Mais dans le domaine des livres, cette victoire n’a d’importance que si le gouvernement prend des mesures agressives pour s’attaquer au principal problème sous-jacent de l’industrie, celui-là même qui a poussé les éditeurs à fusionner en premier lieu : la puissance d’Amazon, qui vend sensiblement plus de la moitié des tous les livres, selon Le New York Times.
La consolidation dans l’édition de livres est une question triviale par rapport à la domination d’Amazon. Depuis que Jeff Bezos a fondé l’entreprise, le nombre de librairies a chuté. En 1998, l’Amérique comptait 12 151 librairies ; en 2019, ce nombre était tombé à 6 045. Beaucoup d’entre eux étaient des magasins indépendants – de charmantes enclaves de culture littéraire, et non des chaînes capables de rivaliser avec le Everything Store.
Amazon est sans doute l’incarnation ultime du pouvoir de monopsone. Il a, dans le passé, utilisé sa domination pour exiger une forte réduction des ventes des éditeurs, selon des initiés de l’industrie. Et des entreprises telles que PRH n’ont eu d’autre choix que d’accepter ou de devenir plus grandes, afin de pouvoir négocier plus durement. La pression d’Amazon sur les éditeurs est parfois sortie des poches des auteurs sous la forme d’avances réduites.
(Je suis un auteur travaillant dans l’industrie consolidée que je viens de décrire, et il n’est pas surprenant que mon métier fasse de moi une partie en conflit dans ce différend. PRH est mon éditeur. PRH est l’éditeur de presque tout le monde.)
Après avoir exploité la librairie pour atteindre sa domination dans le commerce de détail, Amazon traite désormais les éditeurs et les livres qu’ils publient avec quelque chose de proche de l’indifférence. Selon une enquête menée en 2019 par le Fois‘ David Streitfeld, l’entreprise ne se soucie guère de la qualité de ses produits. Les ventes de livres contrefaits, a-t-il démontré, sévissent sur la plateforme. Il ne fait pas grand-chose pour réprimer le commerce des éditions photocopiées de livres ou des éditions de poche illégitimes de romans populaires. Dans la représentation de Streitfeld, Amazon est devenu un exemple classique d’un monopoleur paresseux, qui presse à la fois les éditeurs et les auteurs. Cela devrait en faire la prochaine cible du ministère de la Justice.

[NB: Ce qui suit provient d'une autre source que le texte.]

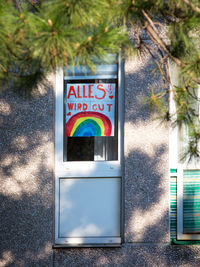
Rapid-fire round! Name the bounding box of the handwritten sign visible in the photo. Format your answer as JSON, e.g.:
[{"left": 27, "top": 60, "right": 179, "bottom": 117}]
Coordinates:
[{"left": 65, "top": 83, "right": 116, "bottom": 137}]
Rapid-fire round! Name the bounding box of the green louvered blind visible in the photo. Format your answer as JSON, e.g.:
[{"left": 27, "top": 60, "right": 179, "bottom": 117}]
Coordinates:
[{"left": 183, "top": 170, "right": 200, "bottom": 234}]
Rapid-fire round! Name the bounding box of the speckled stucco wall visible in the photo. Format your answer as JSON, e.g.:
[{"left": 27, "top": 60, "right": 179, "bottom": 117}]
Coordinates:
[
  {"left": 0, "top": 77, "right": 53, "bottom": 267},
  {"left": 0, "top": 56, "right": 200, "bottom": 267}
]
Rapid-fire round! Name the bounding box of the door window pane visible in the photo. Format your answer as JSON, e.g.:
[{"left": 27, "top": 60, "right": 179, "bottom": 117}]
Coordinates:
[{"left": 63, "top": 79, "right": 118, "bottom": 161}]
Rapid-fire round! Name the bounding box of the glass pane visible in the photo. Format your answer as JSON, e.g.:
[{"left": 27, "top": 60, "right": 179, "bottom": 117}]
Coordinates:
[{"left": 64, "top": 79, "right": 118, "bottom": 161}]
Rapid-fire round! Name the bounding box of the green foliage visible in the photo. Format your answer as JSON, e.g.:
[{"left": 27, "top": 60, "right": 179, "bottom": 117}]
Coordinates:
[{"left": 0, "top": 0, "right": 200, "bottom": 159}]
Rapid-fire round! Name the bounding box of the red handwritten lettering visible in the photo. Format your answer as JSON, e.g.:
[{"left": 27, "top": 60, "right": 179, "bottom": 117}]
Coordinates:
[
  {"left": 67, "top": 86, "right": 77, "bottom": 99},
  {"left": 92, "top": 104, "right": 97, "bottom": 110},
  {"left": 98, "top": 104, "right": 104, "bottom": 111},
  {"left": 107, "top": 104, "right": 112, "bottom": 112},
  {"left": 89, "top": 84, "right": 94, "bottom": 98},
  {"left": 95, "top": 84, "right": 106, "bottom": 99},
  {"left": 77, "top": 85, "right": 82, "bottom": 98},
  {"left": 67, "top": 103, "right": 74, "bottom": 110}
]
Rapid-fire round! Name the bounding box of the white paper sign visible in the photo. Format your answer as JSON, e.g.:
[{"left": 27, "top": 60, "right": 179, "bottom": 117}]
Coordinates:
[{"left": 65, "top": 83, "right": 116, "bottom": 137}]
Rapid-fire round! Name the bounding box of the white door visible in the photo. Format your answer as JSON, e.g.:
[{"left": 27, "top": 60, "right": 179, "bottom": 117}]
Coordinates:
[{"left": 55, "top": 56, "right": 124, "bottom": 246}]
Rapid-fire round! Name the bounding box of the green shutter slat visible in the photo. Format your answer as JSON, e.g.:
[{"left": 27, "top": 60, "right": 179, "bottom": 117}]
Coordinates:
[{"left": 183, "top": 170, "right": 200, "bottom": 234}]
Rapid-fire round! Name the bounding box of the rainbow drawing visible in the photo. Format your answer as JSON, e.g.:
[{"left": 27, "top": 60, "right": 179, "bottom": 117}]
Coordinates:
[{"left": 66, "top": 111, "right": 112, "bottom": 137}]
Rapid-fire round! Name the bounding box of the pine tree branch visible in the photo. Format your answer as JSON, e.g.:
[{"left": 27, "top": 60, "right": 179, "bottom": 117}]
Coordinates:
[
  {"left": 142, "top": 10, "right": 185, "bottom": 66},
  {"left": 183, "top": 0, "right": 200, "bottom": 14}
]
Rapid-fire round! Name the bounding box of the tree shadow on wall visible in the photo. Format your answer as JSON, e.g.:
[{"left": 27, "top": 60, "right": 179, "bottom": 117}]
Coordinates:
[
  {"left": 0, "top": 55, "right": 200, "bottom": 267},
  {"left": 0, "top": 83, "right": 53, "bottom": 266}
]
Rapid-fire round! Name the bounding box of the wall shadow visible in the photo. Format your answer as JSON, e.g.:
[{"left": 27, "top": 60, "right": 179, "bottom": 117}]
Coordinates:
[
  {"left": 0, "top": 54, "right": 200, "bottom": 267},
  {"left": 0, "top": 82, "right": 53, "bottom": 266}
]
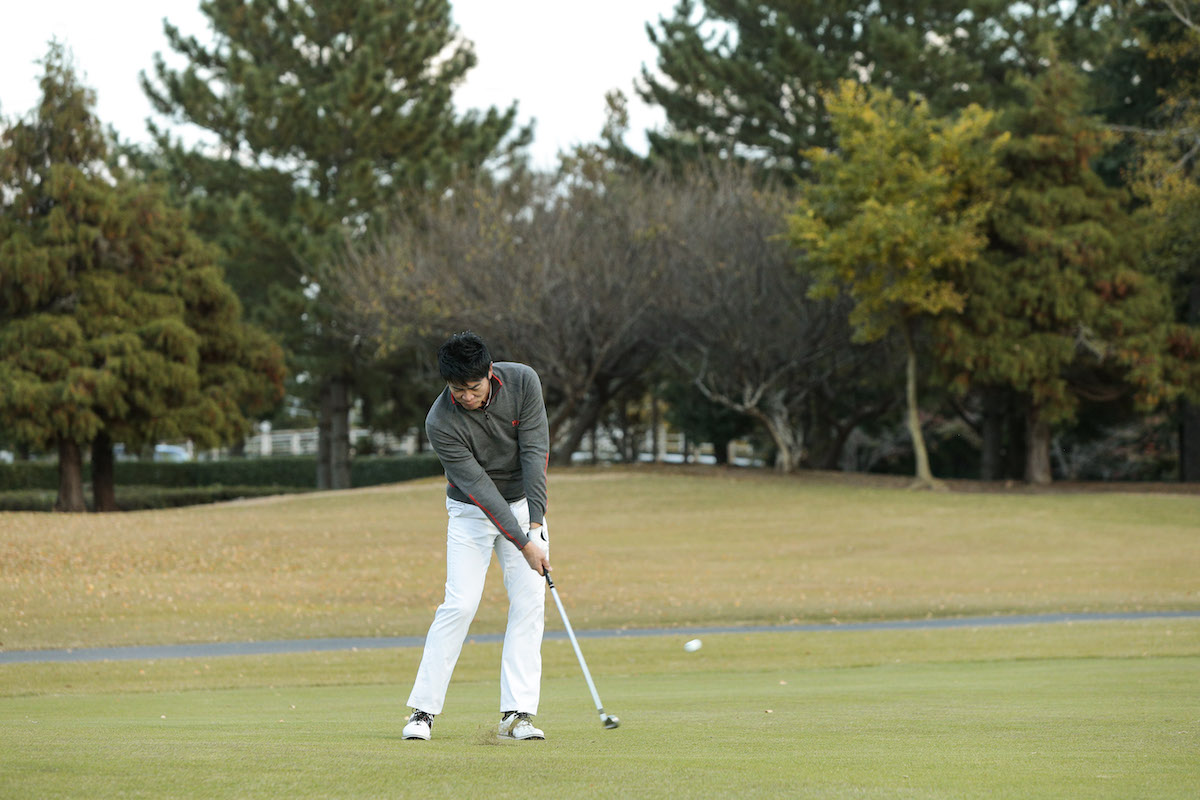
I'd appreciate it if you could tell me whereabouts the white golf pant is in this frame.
[408,498,550,715]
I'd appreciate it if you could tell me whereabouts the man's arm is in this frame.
[426,426,529,551]
[517,369,550,528]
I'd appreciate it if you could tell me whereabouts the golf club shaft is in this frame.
[546,572,604,717]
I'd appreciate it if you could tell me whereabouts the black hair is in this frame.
[438,331,492,386]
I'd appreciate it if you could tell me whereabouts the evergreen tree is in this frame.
[790,80,996,485]
[143,0,529,487]
[1124,0,1200,481]
[638,0,1117,174]
[0,44,281,511]
[940,61,1178,483]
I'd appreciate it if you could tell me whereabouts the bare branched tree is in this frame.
[668,166,864,471]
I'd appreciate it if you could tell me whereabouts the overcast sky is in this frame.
[0,0,676,167]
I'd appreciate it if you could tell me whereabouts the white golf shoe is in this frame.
[497,711,546,739]
[402,709,433,741]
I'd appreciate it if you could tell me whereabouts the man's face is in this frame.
[446,367,492,411]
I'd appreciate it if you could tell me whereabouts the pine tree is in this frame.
[638,0,1114,174]
[790,80,997,485]
[143,0,530,487]
[0,44,282,511]
[940,61,1178,483]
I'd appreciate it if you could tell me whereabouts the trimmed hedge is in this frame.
[0,453,442,494]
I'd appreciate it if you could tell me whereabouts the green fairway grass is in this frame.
[0,620,1200,799]
[0,469,1200,800]
[0,470,1200,650]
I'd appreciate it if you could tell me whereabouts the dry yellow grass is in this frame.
[0,469,1200,650]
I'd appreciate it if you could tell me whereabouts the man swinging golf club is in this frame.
[403,331,550,740]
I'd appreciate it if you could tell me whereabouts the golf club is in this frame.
[546,572,620,730]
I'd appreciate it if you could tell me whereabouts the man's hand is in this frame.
[521,541,550,575]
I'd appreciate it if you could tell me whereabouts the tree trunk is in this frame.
[902,323,935,486]
[317,386,334,491]
[91,431,118,511]
[1180,281,1200,482]
[329,378,350,489]
[1180,401,1200,483]
[1025,404,1052,486]
[745,403,804,474]
[54,439,88,512]
[979,386,1006,481]
[1004,399,1028,481]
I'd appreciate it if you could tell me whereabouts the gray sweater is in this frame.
[425,361,550,549]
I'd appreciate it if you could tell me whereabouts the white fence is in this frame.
[231,425,761,465]
[246,428,418,458]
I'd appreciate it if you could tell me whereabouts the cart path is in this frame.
[0,610,1200,664]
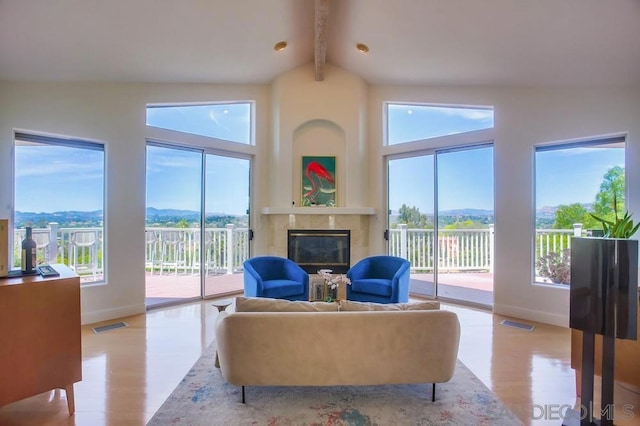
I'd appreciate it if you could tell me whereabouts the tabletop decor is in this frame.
[318,269,351,303]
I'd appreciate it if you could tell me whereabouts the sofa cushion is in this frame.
[235,296,339,312]
[262,280,304,299]
[340,300,440,311]
[351,278,391,297]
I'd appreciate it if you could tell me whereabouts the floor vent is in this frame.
[93,321,128,334]
[500,320,536,331]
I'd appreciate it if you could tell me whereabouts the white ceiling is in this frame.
[0,0,640,86]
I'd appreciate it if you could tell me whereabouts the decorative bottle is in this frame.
[22,226,37,274]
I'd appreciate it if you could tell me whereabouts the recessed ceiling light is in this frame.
[356,43,369,53]
[273,41,287,52]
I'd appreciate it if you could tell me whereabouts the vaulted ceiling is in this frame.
[0,0,640,86]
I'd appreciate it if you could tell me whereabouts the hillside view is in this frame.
[15,205,576,228]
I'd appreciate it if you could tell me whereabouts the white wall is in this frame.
[0,73,640,325]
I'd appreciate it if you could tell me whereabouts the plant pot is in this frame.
[569,237,638,340]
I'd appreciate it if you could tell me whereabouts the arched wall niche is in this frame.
[291,119,347,207]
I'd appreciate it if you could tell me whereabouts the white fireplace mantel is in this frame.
[260,207,376,216]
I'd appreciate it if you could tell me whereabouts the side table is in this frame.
[211,299,233,312]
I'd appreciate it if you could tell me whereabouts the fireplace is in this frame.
[287,229,351,274]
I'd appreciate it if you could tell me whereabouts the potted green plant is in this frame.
[569,192,640,424]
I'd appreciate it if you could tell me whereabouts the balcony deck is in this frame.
[146,272,493,307]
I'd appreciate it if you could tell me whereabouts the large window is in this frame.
[534,136,625,285]
[12,133,105,282]
[147,102,253,145]
[145,102,254,306]
[385,104,494,306]
[386,103,493,145]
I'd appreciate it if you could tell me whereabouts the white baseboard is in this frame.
[493,304,569,327]
[81,303,147,325]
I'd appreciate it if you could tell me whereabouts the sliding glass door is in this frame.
[387,145,494,305]
[387,154,436,297]
[145,143,251,306]
[145,144,202,305]
[436,145,494,306]
[203,154,251,296]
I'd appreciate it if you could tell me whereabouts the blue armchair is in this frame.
[347,256,410,303]
[244,256,309,300]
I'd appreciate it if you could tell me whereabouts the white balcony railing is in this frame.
[14,223,582,281]
[13,223,249,282]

En lisant les mémoires du gouvernement dans l’affaire de la fusion-édition, on peut entrevoir l’étoffe de son argumentation contre Amazon. En effet, la plupart de ses arguments s’attachent plus fermement à Amazon qu’à PRH et S&S. Si le gouvernement veut vraiment protéger la vie littéraire – et la liberté d’expression – alors il ne suffit pas qu’il traite les symptômes de la consolidation. Il doit s’attaquer à la maladie elle-même. Lorsqu’il s’agit de préserver l’édition de livres, la colonne vertébrale du gouvernement est la seule qui compte.